Im Abendgottesdienst des 26. August 2026 in Köln-Süd zeigte Bischof Rainer Sommer auf, wie Entwicklung aus "Senfkornglauben" heraus gelingen kann
Den Gottesdienst stellte der Bischof unter das Wort aus Lukas 17,5.6: "Und die Apostel sprachen zu dem Herrn: Stärke uns den Glauben! Der Herr aber sprach: Wenn ihr Glauben hättet wie ein Senfkorn, würdet ihr zu diesem Maulbeerbaum sagen: Reiß dich aus und verpflanze dich ins Meer!, und er würde euch gehorsam sein."

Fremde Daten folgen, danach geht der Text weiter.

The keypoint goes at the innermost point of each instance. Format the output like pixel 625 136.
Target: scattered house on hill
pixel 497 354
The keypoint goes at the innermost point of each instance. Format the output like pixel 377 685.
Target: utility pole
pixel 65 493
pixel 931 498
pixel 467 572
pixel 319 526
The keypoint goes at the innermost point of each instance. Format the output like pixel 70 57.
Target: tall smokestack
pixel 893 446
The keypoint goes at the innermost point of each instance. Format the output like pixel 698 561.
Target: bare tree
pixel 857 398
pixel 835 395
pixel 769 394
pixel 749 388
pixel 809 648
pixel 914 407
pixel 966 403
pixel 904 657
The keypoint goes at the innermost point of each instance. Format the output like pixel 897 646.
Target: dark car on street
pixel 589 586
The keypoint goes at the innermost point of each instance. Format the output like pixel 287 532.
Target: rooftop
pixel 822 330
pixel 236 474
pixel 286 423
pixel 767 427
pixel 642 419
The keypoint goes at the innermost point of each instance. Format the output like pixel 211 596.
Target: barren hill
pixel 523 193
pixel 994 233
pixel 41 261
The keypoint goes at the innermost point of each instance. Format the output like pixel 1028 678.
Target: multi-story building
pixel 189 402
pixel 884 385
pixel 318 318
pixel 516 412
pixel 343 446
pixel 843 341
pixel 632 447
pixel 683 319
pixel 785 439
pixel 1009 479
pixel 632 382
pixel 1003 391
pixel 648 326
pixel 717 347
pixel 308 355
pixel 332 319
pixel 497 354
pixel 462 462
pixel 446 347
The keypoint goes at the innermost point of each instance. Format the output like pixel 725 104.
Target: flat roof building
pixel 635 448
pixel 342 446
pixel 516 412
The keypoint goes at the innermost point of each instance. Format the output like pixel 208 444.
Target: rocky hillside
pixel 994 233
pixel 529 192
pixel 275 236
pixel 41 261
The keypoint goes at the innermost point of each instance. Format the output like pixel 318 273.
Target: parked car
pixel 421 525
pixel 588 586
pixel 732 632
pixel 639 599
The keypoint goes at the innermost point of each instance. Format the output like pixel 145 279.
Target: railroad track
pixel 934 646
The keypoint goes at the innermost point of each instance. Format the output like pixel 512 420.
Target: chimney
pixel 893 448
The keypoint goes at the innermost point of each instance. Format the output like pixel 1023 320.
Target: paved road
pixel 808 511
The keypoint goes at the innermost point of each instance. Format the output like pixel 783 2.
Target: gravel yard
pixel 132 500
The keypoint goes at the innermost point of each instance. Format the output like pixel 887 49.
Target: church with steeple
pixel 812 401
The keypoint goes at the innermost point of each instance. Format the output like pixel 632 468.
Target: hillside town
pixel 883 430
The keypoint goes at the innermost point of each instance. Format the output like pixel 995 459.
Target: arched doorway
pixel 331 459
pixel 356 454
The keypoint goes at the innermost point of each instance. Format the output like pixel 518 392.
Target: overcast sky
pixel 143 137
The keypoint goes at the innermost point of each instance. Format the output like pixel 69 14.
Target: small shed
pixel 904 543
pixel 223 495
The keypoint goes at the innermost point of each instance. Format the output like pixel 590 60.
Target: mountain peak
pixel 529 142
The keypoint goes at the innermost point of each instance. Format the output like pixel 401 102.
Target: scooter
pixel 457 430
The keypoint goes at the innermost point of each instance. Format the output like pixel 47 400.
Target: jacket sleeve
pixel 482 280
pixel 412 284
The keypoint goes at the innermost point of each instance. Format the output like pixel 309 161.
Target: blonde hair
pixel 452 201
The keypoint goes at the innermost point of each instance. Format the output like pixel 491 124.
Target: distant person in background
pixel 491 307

Anhand der Erlebnisse des Mose machte der Dienstleiter deutlich, dass in Gottes Augen nicht ein großer Glaube, sondern ein lebendiger Glaube wichtig sei. Das sei kein alles überzeugender, starker Glaube oder ein Glaube, der immer meine, alles selber machen zu müssen. Ein kleiner "Senfkornglaube" hingegen lasse sich voller Vertrauen in die Hand Gottes fallen.
Von Feinden verfolgt stand Mose mit dem Volk Israel vor dem Schilfmeer, und entsetzt wussten sie nicht, wie es weitergehen solle. Gott habe gezeigt, dass Mose selbst gar nichts machen musste und dass nicht er die Situation verändern müsse. Er solle lediglich seinen Stab über das Meer halten. Da hätten die Israeliten wohl schon sehr ungläubig geguckt und sich gefragt, was Mose denn da schon wieder mache. Doch der habe sich mit seinem kleinen Glauben in die Hand Gottes fallen lassen ohne zu wissen was Gott tun würde.
Rainer Sommer bemühte zudem zwei Bilder, um die Botschaft des Gottesdienstes zu verdeutlichen.
Zum einen solle sich die Gemeinde einmal vorstellen, den eigenen Glaubensstand in einer Skala von 1 (kleiner Glaube) bis 10 (starker Glaube) zu bewerten. Dabei säßen die Gottesdienstteilnehmer mit starkem Glauben in der ersten Reihe und die mit kleinem Glauben ganz hinten. Ja, selbst er als Bischof fände sich an manchen Tagen auf der letzten Bank wieder. Doch der Heilige Geist mache an diesem Abend darauf aufmerksam, dass das für Gott nicht entscheidend sei. "Entscheidend ist für Gott, dass du da bist. Entscheidend ist, dass du Glauben hast, sonst wärst du nicht hier!", so der Dienstleiter.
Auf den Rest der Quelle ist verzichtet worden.